One year ago we were celebrating.
When President Obama put pen to paper on the closure of Guantanamo Bay we thought we'd finally put an end to seven disgraceful years of failed detention policies. Instead, a year later, our disappointment only deepens as we watch Obama's own deadline to close the prison pass us by.
Now more than ever, his administration needs the world's action to carry through this promise: Click http://www.amnesty.org.au/action/action/22417/?utm_medium=email&utm_sour... to reaffirm your support for the closure of Guantanamo, and the resettlement of the people still held there.
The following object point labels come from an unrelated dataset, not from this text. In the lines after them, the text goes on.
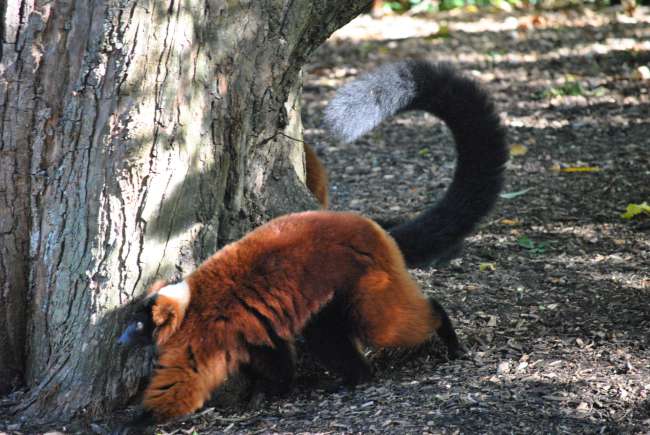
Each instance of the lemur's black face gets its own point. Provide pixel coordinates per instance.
(139, 331)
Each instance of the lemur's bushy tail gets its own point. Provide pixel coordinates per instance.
(471, 116)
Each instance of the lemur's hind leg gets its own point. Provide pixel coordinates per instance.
(446, 332)
(271, 370)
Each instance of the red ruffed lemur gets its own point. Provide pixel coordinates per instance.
(337, 279)
(316, 179)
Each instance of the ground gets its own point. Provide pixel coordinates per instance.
(551, 295)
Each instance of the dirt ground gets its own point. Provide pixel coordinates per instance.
(552, 295)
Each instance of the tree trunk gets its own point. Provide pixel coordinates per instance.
(137, 138)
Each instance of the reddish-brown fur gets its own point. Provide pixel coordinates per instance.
(263, 290)
(316, 176)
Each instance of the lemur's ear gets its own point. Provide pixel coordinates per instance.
(167, 316)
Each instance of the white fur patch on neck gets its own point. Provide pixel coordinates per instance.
(178, 292)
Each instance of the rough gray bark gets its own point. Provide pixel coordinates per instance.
(137, 137)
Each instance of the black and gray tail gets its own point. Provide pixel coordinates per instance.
(481, 149)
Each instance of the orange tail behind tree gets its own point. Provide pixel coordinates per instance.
(437, 233)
It's a complicated, awful problem. It's not a case of decision-makers refusing to do the right thing; but committed people in the Obama administration wrestling with real questions about safety and a concerned public. After evidence linked the Christmas Day bomb plot to Yemen, President Obama agreed to indefinitely detain all Yemenis in Guantanamo, including those previously cleared for release.
Once again, we're making the false choice between feeling safer and doing what's right. Help send the message that we're better than that; and our bedrock values and respect for human rights must no longer remain a casualty of war.
In all this legal, moral and security uncertainty we need to return to our core values. 198 people remain in Guantanamo, and the rest of the world - including Australia - can and should help to close the prison by accepting detainees who have been cleared, but who cannot be returned home for fear of torture. Only in this way can we, as citizens of the global human rights community, grease the wheels of change.
Join our call for Australia to accept detainees who have been screened and cleared- and we'll hand deliver your message to Prime Minister Kevin Rudd.
The world has not forgotten about Guantanamo. As Amnesty International supporters, we don't believe in locking people up and throwing away the key. We no longer wish to sustain a legal system where people are punished first, and tried later. We are stronger than that. We know better than that. And we've come too far to fall back on failed policies of the past: let's not stop now.
Thanks for standing up,
Katie Wood
Torture and Terror Campaign
Amnesty International Australia
PS. Let's not forget fellow Australian David Hicks: that it was lack of political will, not a threat to national security, that kept him imprisoned in Guantanamo for so long without a trial. Now there are many others who face a similar fate, and again it requires us summoning our own courage to compel our political leaders to find a way forward.